だが、見たことはないだけでこんなにも身近に存在するものとは思うはずもなく、悠々自適なブレーキングの一瞬の隙を突かれてしまった。加速の分を受け止めていたブレーキの熱のせいか向こうよりもこちらは制動を長くとってしまい、赤い車体はコンマ数秒分前に出ている。その一瞬が大きな差になることは直感で理解していて、限界ギリギリのアタックには流石に目を見開かざるを得ない。
「っ゛……く…踏めないっ……!!」
ラインを塞ぐ側が今度は塞がれてしまえば、踏んだ結果最適な姿勢となるドライビングが発動をしない。ただでさえ踏むような場所じゃないキツいコーナーのインを外から押さえつけられればアクセルを抜かざるを得ず、一瞬にしてとてつもないフラストレーションが溜まってくる。
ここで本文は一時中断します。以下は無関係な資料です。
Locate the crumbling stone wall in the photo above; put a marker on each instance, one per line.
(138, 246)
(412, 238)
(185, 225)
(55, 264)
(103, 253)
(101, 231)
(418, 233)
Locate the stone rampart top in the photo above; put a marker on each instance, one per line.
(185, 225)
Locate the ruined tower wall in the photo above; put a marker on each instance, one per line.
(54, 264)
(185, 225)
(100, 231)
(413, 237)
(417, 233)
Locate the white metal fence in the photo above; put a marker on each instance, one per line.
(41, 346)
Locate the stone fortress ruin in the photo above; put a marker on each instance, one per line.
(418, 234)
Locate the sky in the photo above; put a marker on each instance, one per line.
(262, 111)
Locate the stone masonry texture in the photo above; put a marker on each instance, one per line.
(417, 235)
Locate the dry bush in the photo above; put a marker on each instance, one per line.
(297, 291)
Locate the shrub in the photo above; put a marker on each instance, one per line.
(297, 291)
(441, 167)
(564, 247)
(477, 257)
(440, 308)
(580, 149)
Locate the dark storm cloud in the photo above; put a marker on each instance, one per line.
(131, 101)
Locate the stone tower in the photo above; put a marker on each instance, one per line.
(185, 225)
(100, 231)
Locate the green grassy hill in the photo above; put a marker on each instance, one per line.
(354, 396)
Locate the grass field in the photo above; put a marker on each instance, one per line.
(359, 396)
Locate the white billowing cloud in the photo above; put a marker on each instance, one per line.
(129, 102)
大きく凹んだ白いガードレールがここを抜けきる難しさを物語っていて、なんとか踏みたい気持ちを抑えて曲がりきる事だけに神経を集中させた。あと少し、あと少しでこのコーナーも終わって、立ち上がりで思い切り踏むことができる。相手だってラインを絞られているのは同じはずで、ここから立ち上がりならこっちにアドバンテージがあるのだ。それまでの一瞬が無限のように感じられて、息を自然と止めながらに相手との立ち上がり勝負へと入っていく。